I have been evaluating buying a 1080Ti recently; it appears to also have the highest cores per $. Is the 1080Ti really then the most efficient card for general purpose HPC work on Linux (numerics)? The 1080 is a step down but also competitively priced. Curious about your thoughts, as I couldn't find a guide on this stuff on the web.
edit: The Tesla K20 is also in competition in my view (despite the much higher cost) due to its focus on higher double-precision performance.
We do a lot of work on video encoding.
We have had a K80, Titan X(Maxwell), Titan X(Pascal), 1080, 1080Ti, and others (including render-farms based on GTX980's).
General thoughts: Don't expect to get _any_ information out of NVidia unless you are running everything on their hardware compatibility lists (i.e. server-case)
Do not mix & match consumer-rated gear with 'professional' gear. (i.e. If you put the K80 in a system with a GTX1080, then the Nvidia drivers restrict the number of available processing cores to 2 per device)
Air-flow: The Tesla's run HOT even with a blower attached, and/or installed in the recommended case.
NVENC: the Pascal-based cards performance is incredibly faster AND better then the Kepler-based cards.
For anybody else doing Video encoding work: Grab an Nvidia TK1/jetson dev-kit. This little card is a MONSTER and can handle everything we throw at it without breaking a sweat.

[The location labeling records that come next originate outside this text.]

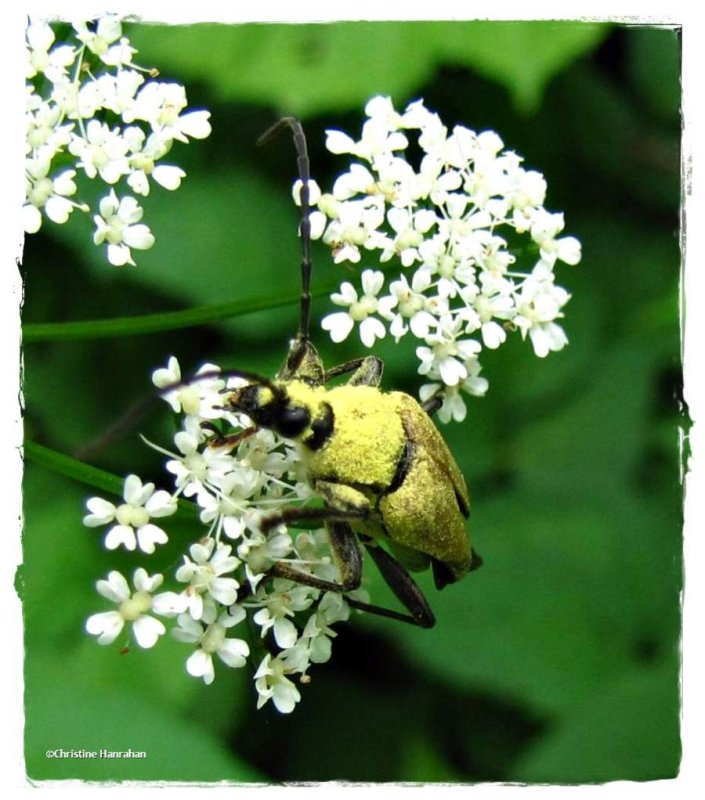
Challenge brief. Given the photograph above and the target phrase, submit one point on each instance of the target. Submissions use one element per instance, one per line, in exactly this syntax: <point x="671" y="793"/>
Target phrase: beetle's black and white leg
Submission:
<point x="366" y="371"/>
<point x="351" y="505"/>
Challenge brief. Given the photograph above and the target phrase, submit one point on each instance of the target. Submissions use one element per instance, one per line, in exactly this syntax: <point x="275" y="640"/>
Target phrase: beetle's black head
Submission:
<point x="269" y="406"/>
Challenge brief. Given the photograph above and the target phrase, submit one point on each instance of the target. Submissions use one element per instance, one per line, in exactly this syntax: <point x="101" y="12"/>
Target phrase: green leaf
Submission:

> Do not mix & match consumer-rated gear with 'professional' gear. (i.e. If you put the K80 in a system with a GTX1080, then the Nvidia drivers restrict the number of available processing cores to 2 per device)
Huh? Not sure what exactly do you mean by "number of processing cores"?
I use two development boxes on a regular basis with Teslas side-by-side with GeForce cards and they all work just fine.
I was unintentionally vague. I should have said 'output'.
At the bottom of this post I have copy/pasted output from my original tests.
That was not CUDA, the task I was working on specifically (and only) used the NVENC encoder (via ffmpeg). I don't know if the situation has changed but these were my observations.
All of my tests were done in 2015, so the situation might be different now.
The k80 could output upto 4 "streams" (aka outputs or threads) at once. A 780Ti can only do 2.
According to nvidia-smi the K80 "appears" to be 2 GPU's on one card. You can actually designate which GPU you want to process ffmpeg streams on.
As soon as you had both devices installed in the same PC, the Nvidia drivers disabled the output of the K80 so that it too would only output upto 2 streams per GPU.
IIRC, there was even a status message that got displayed when installing the Nvidia binary blob:
paraphrasing from memory from 3 years ago
Warning consumer card detected. Limiting available GPU's
Here is a copy/paste dump of my findings at that time.
(The formatting is screwy with the nvidia-smi optput.)
If you're measuring cores per $ or GFLOP (single precision or double precision) per $ the ordering (decreasing) is the same: 1080 ti, 1080, 1070. Tesla wins on GFLOP (double precision) per $. At least according to current lowest newegg prices. It is all quite close though.
I may be totally wrong here, but from what I remember the Titan line handles up to double precision floats whereas the gtx line handles only single? Games don't really need the double precision so it's overkill for gtx. Can anyone confirm?
On the other hand, video cards meant for games generally can't take sustained load. By that I mean you can't run them at 90-100% load for days on end in e.g. a render farm, they invariably melt. You're paying for better build quality and for having enough money for a render farm.
edit: The Tesla K20 is also in competition in my view (despite the much higher cost) due to its focus on higher double-precision performance.